10. The apparatus according to claim 1 , further comprising: a selecting unit configured to select from the storage unit a pitch segment model corresponding to each descriptor, for a single linguistic level or a plurality of linguistic levels; an objective function generating unit configured to generate an objective function from a group of pitch segment models selected for each linguistic level; an objective function maximizing unit configured to generate the first parameters corresponding to character strings of the reference linguistic level that maximize a weighted sum of the objective functions of each linguistic level with respect to the first parameters of a reference linguistic level; and an inverse transform performing unit configured to perform an inverse transform on the first parameters generated from the maximization of the objective function by the maximizing unit, and generate a pitch contour.

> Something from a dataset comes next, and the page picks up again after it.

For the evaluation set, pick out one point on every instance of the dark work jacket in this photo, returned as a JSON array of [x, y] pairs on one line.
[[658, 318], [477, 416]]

11. The apparatus according to claim 10 , wherein the objective functions generated by the objective function generating unit are defined in terms of the first parameters of the reference linguistic level.

12. The apparatus according to claim 11 , wherein the objective function generating unit is configured to generate the objective function of the linguistic level as a likelihood function of the first parameters of the reference linguistic level.

13. A speech processing method, comprising: dividing a fundamental frequency signal of a speech signal corresponding to an input text into a plurality of pitch segments, based on an alignment between samples of at least one given linguistic level included in the input text and the speech signal, wherein character strings of the input text are divided into the samples based on each linguistic level; generating a parametric representation of the pitch segments by means of a predetermined invertible operator such as a linear transform, and generating a group of first parameters in correspondence with each linguistic level; generating, for each linguistic level, a descriptor that includes a set of features describing each sample in the input text; classifying the first parameters of each linguistic level of all speech signals in a memory into clusters based on the descriptor corresponding to the linguistic level, and learning, for each of the clusters, a pitch segment model for the linguistic level; storing the pitch segment models for each linguistic level together with mapping rules between the descriptors describing the features of the samples for the linguistic level and the pitch segment models in a storage unit.

14. A non-transitory computer-readable medium including programmed instructions for processing speech, wherein the instructions, when executed by a computer, cause the computer to perform: dividing a fundamental frequency signal of a speech signal corresponding to an input text into a plurality of pitch segments, based on an alignment between samples of at least one given linguistic level included in the input text and the speech signal, wherein character strings of the input text are divided into the samples based on each linguistic level; generating a parametric representation of the pitch segments by means of a predetermined invertible operator such as a linear transform, and generating a group of first parameters in correspondence with each linguistic level; generating, for each linguistic level, a descriptor that includes a set of features describing each sample in the input text; classifying the first parameters of each linguistic level of all speech signals in a memory into clusters based on the descriptor corresponding to the linguistic level, and learning, for each of the clusters, a pitch segment model for the linguistic level; storing the pitch segment models for each linguistic level together with mapping rules between the descriptors describing the features of the samples for the linguistic level and the pitch segment models in a storage unit.